By Robert M Massimi. ( Broadway Bob).Published about a year ago 3 min read
Robert M. Massimi.

There have been many movies and documentaries made about the great folk songwriter Bob Dylan. In "A Complete Unknown", the movie focuses on Dylan during his years in the West Village and between the years 1961-1964.

The movie provides a lot of nostalgia for anyone who is familiar with MacDougal Street in the Village. Even today a person can go see a show at Cafe Wha? Unfortunately, this club is the only one that remains from the 60's. The Gaslight Cafe is gone, The Folk Club is gone, and so are many others. The Village has transformed from the early days, even the 80's has seen a dramatic change... The Top of The Village gate, The Dugout have all been replaced with CVS stores and other commercial shops.

The movie tries to capture the pulse of the 60' in the bowels of where folk music was relevant, The West Village, New York City, New York. At the time the biggest and best played here: Joni Mitchell, Pete Seeger, Woody and Arlo Guthrie; would be rock legends also were anointed in the Village: Jimi Hendrix, David Bowie, The Kinks and so on and so forth. If you were a musician, an artist, or an actor, The Village was a happening place.

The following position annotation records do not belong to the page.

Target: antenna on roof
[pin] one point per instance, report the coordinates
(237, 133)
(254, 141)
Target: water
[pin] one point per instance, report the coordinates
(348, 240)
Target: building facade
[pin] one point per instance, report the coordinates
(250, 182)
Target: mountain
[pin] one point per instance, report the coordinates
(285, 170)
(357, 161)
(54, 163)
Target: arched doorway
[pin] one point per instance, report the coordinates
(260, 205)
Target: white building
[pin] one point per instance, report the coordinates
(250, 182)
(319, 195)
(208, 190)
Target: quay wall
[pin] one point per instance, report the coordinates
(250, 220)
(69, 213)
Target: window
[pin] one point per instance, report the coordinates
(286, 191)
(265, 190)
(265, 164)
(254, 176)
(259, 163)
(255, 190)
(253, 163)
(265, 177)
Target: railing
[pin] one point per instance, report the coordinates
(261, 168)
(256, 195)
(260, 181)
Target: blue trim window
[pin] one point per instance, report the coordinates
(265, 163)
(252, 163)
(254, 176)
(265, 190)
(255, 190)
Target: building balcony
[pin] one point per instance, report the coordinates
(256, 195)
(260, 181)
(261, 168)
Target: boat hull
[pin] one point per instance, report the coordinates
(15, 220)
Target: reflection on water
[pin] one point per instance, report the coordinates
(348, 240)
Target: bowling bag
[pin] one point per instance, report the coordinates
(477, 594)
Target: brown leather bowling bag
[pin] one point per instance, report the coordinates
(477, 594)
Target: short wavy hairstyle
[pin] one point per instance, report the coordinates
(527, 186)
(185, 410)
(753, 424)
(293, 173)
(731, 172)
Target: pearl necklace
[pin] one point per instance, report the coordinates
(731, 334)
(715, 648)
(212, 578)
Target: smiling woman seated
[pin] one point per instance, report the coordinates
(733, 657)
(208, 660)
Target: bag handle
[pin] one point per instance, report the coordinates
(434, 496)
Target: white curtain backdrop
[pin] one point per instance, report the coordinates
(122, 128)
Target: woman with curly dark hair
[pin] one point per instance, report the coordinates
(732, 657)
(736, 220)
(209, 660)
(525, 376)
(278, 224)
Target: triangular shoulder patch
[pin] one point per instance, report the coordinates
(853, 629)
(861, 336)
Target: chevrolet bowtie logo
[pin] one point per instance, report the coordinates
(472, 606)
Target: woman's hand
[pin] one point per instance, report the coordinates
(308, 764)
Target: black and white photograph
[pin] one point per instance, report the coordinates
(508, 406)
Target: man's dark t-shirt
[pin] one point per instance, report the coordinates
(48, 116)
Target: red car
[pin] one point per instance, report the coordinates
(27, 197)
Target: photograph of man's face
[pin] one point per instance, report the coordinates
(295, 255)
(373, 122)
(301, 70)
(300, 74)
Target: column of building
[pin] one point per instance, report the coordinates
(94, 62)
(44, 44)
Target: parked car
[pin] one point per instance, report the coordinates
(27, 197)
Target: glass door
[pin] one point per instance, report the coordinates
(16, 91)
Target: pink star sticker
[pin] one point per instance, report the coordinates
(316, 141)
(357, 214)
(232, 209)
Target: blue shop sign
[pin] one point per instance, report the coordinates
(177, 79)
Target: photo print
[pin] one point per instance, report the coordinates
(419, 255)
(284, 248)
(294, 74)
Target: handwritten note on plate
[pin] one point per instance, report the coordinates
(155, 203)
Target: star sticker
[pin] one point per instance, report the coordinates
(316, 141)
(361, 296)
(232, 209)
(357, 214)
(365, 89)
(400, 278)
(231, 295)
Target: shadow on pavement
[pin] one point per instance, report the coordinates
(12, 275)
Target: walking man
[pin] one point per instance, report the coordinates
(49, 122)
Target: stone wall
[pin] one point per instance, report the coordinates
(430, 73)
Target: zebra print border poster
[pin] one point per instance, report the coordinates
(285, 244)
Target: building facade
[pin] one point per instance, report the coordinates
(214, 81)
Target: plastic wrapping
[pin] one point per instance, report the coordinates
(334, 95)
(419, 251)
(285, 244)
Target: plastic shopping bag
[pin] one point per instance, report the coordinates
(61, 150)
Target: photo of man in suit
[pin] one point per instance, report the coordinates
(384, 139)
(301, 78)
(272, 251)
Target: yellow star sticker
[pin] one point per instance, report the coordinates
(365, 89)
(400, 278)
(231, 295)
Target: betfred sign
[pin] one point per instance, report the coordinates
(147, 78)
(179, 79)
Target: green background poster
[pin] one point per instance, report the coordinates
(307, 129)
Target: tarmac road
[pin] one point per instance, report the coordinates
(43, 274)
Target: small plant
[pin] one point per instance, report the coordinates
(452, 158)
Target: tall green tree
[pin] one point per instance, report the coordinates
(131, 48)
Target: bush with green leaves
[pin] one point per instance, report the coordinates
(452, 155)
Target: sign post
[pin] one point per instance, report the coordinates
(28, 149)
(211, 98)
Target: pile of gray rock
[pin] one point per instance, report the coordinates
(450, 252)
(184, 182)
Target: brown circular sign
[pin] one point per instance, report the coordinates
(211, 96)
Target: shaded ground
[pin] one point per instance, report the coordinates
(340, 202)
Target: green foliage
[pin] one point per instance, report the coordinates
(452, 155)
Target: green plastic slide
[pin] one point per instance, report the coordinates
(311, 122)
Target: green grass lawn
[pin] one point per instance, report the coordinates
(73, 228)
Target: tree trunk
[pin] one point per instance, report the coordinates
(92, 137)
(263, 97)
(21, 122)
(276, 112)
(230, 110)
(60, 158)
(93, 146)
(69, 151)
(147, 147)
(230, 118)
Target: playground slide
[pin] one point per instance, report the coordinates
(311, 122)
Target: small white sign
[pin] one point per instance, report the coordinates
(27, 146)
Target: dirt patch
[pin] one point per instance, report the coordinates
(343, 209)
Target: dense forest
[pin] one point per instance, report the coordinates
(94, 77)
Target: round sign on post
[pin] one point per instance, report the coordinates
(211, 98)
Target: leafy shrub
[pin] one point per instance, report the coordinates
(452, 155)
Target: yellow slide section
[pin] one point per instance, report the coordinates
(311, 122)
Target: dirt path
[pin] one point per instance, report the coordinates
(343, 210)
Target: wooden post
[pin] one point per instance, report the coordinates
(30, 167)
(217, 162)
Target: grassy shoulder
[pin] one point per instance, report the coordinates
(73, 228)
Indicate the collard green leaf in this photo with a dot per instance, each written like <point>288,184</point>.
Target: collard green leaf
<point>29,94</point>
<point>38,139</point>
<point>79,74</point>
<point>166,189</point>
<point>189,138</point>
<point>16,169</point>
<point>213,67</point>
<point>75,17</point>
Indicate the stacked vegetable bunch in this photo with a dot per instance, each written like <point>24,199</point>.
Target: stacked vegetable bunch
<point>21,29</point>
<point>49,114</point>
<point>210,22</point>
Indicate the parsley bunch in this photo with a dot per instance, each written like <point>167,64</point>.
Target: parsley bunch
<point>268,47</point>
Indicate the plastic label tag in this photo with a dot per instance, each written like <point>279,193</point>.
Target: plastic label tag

It would make sense to make a movie about Dylan or anyone else who played here at this historic period; it was the right time in the right place. Any movie made could have many of the legends interacting with one another, collecting each others point of view on music and other things. Here in this movie we see a lot of Pete Seeger (a brilliant Ed Norton), Woody Guthrie (an incapacitated Scott McNairy), Joan Baez (a soulful Monica Barbaro) and Sylvie Russo (Elle Fanning, more on here later).

The movie gives some insight into the illusive Bob Dylan; Dylan has never been a public person, not when it comes to his life. Where the movie goes a little deeper is when he is writing, but even here, it never exposes anything about what moved him to write songs; in fact, the only time we see him moved to write a song is when he writes and sings a song about Woody Guthrie.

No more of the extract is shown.